Globalism Goes Viral
By DAVID BROOKS
Published: April 27, 2009
http://www.nytimes.com/2009/04/28/opinion/28brooks.html?ref=opinion

Brooks appears to use the current international outbreak of a new strain of influenza to argue against a robust international organizational effort to monitor and control newly emerging infectious disease.

The column might be an effort to take the edge off of the embarrassment of the GOP for attacking, a few months ago, funding of efforts to control pandemic flu in the stimulus package (I’m guessing… it is difficult for me to understand what Brooks is trying to do). But misguided politicians from both parties (Collins from GOP, and Schumer from Democrats, for example) engaged in misguided dissing of the funding proposals as pork, so perhaps Brooks has a more general motive. Who knows? But, I think the piece is riddled with uninformed and misleading statements and may undermine public support for sensible efforts at infectious disease control.

Here is Brooks’ position in a nutshell:

You could say that the world should beef up the World Health Organization to give it the power to analyze the spread of the disease, decide when and where quarantines are necessary and organize a single global response.

The response to swine flu suggests that a decentralized approach is best. This crisis is only days old, yet we’ve already seen a bottom-up, highly aggressive response.

Brooks presents several arguments, all of which I think are all wrong.

In the first place, the decentralized approach is much faster…

The Times published a photo on Monday of the New York City health commissioner… leading a crisis response meeting. The photo is the very image of a focused, local response. People are wearing polo shirts and casual wear — intensely concentrating on the concrete incidents in their own backyard.

Brooks seems to have a fantasy notion of how newly emerging infectious diseases are combated, straight out of a TV show. Suppose that one day, big purple and yellow blotches broke out peoples’ on foreheads and then they blew up! New Disease! “Get on that case, Stat!!” the heroic resident yells, running breathlessly down the hallway, in gym shorts and flip-flops.

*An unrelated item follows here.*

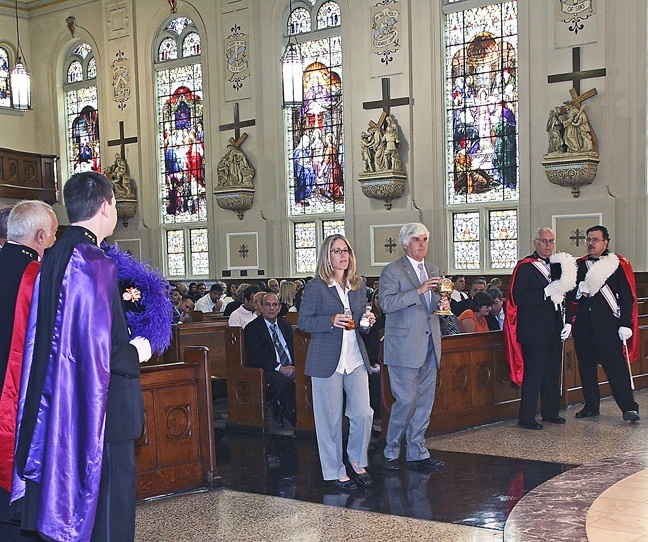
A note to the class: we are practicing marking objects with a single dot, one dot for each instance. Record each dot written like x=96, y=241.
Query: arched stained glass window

This outbreak dates from late March, when Mexican health authorities noticed that the there was an increase in cases at when there should have been a reduction if usual seasonal patterns had held. Does that seem ‘fast’? Or is does that timing have the slows from the dead hand of bureacracy?

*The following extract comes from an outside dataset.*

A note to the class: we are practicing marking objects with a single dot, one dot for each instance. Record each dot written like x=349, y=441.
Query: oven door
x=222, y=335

Well considering that you cannot see a flu virus, and the symptoms of many influenza like diseases are similar, and only a few labs have the ability to detect new strains definitively, it was about as fast as can be expected. But, without a well organized reporting system, a network of calibrated labs with means to identify and classify viruses, we may still not even know there is a new bug out there. A report of the early cases is here:
http://www.who.int/csr/don/2009_04_24/en/index.html

Brooks continues:

If the response were coordinated by a global agency, those local officials would not be so empowered. Power would be wielded by officials from nations that are far away and emotionally aloof from ground zero. The institution would have to poll its members, negotiate internal differences and proceed, as all multinationals do, at the pace of the most recalcitrant stragglers.

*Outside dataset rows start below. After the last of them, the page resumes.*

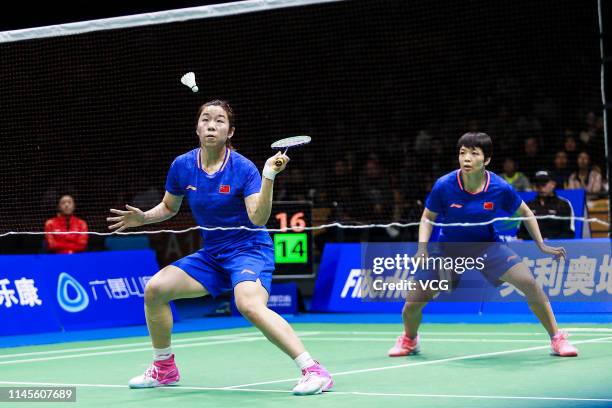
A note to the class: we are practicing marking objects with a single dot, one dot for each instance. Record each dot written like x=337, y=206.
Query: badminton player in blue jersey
x=472, y=194
x=224, y=189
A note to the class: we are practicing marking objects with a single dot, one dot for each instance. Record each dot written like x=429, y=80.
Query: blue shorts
x=220, y=273
x=498, y=259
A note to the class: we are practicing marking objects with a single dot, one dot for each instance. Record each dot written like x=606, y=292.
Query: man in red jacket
x=66, y=221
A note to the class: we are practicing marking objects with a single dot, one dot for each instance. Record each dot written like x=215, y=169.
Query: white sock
x=304, y=360
x=162, y=354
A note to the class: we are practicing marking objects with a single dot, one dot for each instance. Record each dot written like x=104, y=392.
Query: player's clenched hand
x=556, y=252
x=273, y=161
x=131, y=218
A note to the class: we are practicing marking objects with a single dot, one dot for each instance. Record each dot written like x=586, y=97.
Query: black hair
x=476, y=139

This statement is just silly. The whole point of funding research and planning for pandemics is to iron out all these problems before hand. But, of course, if you don’t have the money to plan, coordinate, and for training exercises and drills before hand, then exactly what Brooks fears will occur.

…the decentralized approach is more credible. It is a fact of human nature that in times of crisis, people like to feel protected by one of their own. They will only trust people who share their historical experience, who understand their cultural assumptions about disease and the threat of outsiders and who have the legitimacy to make brutal choices.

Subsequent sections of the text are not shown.